The broader implication is a shift in lunar exploration strategy. Swarms of small robots could democratize access to the moon’s surface, enabling more frequent and diverse missions. Yet, this approach also introduces new vulnerabilities, such as the potential for coordinated failures or the challenges of managing multiple autonomous systems. The mission’s unintended discovery—revealing the SLIM lander’s awkward orientation—underscores the value of redundancy and serendipity in exploration.
**Patterns detected: none**
Root cause: The narrative reflects a broader trend in space exploration toward modular, cost-effective solutions, driven by the high stakes of traditional missions. The assumption that smaller, cheaper robots can achieve comparable results to larger systems is being tested here, with promising but not flawless results.

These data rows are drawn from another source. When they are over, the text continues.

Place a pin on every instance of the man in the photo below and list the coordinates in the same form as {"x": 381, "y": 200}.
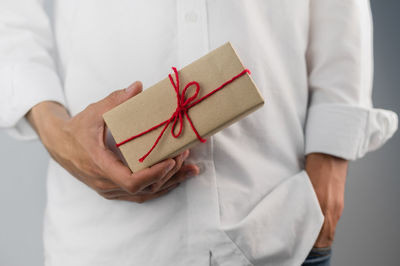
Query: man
{"x": 267, "y": 190}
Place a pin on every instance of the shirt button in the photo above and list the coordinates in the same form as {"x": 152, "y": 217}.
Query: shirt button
{"x": 191, "y": 16}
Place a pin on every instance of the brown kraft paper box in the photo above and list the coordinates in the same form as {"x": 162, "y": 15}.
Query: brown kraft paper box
{"x": 158, "y": 102}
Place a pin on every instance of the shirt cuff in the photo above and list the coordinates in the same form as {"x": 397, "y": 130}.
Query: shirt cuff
{"x": 24, "y": 86}
{"x": 347, "y": 131}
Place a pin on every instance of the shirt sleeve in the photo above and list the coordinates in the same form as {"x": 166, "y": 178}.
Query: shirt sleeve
{"x": 341, "y": 120}
{"x": 28, "y": 74}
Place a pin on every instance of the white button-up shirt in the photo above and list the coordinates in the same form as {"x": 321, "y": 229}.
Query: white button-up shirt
{"x": 252, "y": 204}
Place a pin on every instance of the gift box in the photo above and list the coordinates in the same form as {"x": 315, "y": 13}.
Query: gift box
{"x": 184, "y": 109}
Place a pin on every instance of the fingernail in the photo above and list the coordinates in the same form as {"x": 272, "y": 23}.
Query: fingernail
{"x": 185, "y": 154}
{"x": 130, "y": 88}
{"x": 191, "y": 173}
{"x": 170, "y": 166}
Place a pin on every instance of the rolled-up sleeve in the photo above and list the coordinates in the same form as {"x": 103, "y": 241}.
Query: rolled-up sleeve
{"x": 28, "y": 73}
{"x": 341, "y": 119}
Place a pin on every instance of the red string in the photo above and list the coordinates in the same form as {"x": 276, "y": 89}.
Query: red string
{"x": 181, "y": 110}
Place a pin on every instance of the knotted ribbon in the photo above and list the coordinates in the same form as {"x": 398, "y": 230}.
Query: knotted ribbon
{"x": 181, "y": 110}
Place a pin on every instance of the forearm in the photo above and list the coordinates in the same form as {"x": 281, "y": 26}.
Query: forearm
{"x": 328, "y": 176}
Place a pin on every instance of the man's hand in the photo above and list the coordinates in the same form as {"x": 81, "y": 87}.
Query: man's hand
{"x": 78, "y": 144}
{"x": 328, "y": 176}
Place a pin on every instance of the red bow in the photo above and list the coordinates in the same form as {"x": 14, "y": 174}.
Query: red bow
{"x": 181, "y": 109}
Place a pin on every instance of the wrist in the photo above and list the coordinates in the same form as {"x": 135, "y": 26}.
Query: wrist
{"x": 48, "y": 118}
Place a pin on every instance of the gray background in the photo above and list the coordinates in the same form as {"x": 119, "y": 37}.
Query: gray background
{"x": 367, "y": 234}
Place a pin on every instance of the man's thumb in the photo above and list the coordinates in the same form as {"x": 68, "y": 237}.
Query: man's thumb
{"x": 120, "y": 96}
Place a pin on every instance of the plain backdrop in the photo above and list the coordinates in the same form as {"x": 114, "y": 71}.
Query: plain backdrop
{"x": 367, "y": 235}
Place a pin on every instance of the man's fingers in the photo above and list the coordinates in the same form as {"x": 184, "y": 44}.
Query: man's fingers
{"x": 119, "y": 96}
{"x": 185, "y": 172}
{"x": 144, "y": 198}
{"x": 153, "y": 174}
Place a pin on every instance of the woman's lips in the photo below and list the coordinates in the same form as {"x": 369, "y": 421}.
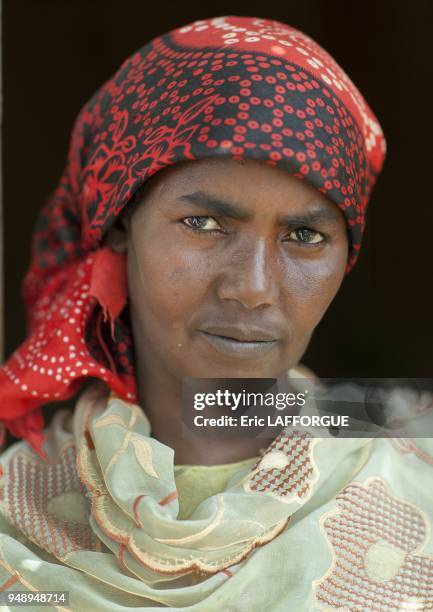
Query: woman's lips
{"x": 238, "y": 348}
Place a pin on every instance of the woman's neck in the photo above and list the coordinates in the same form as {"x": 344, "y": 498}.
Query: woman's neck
{"x": 160, "y": 396}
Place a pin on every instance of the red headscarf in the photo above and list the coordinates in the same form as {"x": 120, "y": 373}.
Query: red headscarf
{"x": 228, "y": 87}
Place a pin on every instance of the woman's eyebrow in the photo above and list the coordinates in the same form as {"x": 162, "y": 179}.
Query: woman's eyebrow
{"x": 317, "y": 215}
{"x": 216, "y": 205}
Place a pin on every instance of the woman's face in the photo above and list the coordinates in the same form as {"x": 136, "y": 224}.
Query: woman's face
{"x": 231, "y": 265}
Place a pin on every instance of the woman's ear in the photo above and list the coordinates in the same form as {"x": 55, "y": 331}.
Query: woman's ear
{"x": 117, "y": 236}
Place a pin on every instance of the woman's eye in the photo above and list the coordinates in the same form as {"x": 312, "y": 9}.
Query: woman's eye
{"x": 306, "y": 235}
{"x": 202, "y": 223}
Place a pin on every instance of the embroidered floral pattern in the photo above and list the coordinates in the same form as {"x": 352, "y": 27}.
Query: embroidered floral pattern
{"x": 29, "y": 495}
{"x": 377, "y": 543}
{"x": 287, "y": 469}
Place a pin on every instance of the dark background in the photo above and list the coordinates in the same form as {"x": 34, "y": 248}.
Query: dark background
{"x": 56, "y": 53}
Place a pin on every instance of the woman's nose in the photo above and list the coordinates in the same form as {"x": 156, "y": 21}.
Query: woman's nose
{"x": 250, "y": 277}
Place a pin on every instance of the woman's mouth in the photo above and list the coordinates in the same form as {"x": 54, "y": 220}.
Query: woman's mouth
{"x": 238, "y": 346}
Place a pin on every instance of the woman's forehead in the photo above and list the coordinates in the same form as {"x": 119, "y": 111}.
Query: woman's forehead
{"x": 242, "y": 180}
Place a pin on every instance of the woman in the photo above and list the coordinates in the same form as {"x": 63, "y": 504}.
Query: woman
{"x": 214, "y": 198}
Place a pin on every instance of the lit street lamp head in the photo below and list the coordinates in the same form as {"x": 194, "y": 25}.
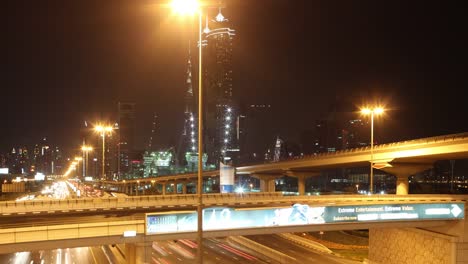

Implications: If this model scales, it could accelerate lunar exploration by reducing barriers to entry for both scientific and commercial missions. However, the reliance on autonomous systems also means ceding some control, which could complicate mission planning and data interpretation.
Bridge questions: How might the lessons from LEV-2’s traction system apply to other planetary surfaces with challenging terrain? What safeguards are needed to ensure that swarms of small robots don’t create new risks, such as interference or collision? Could this approach be adapted for other high-risk environments on Earth, such as disaster zones or deep-sea exploration?
Counterstrike scan: A coordinated influence campaign might exaggerate the mission’s success to push a narrative of rapid technological progress, downplaying the limitations. However, the article presents both achievements and challenges transparently, aligning with a balanced assessment rather than a manipulative playbook.
Sentinel — Human
This article exhibits the characteristics of professional science journalism, featuring specific technical details and clear attribution that strongly suggest human authorship based on primary source material.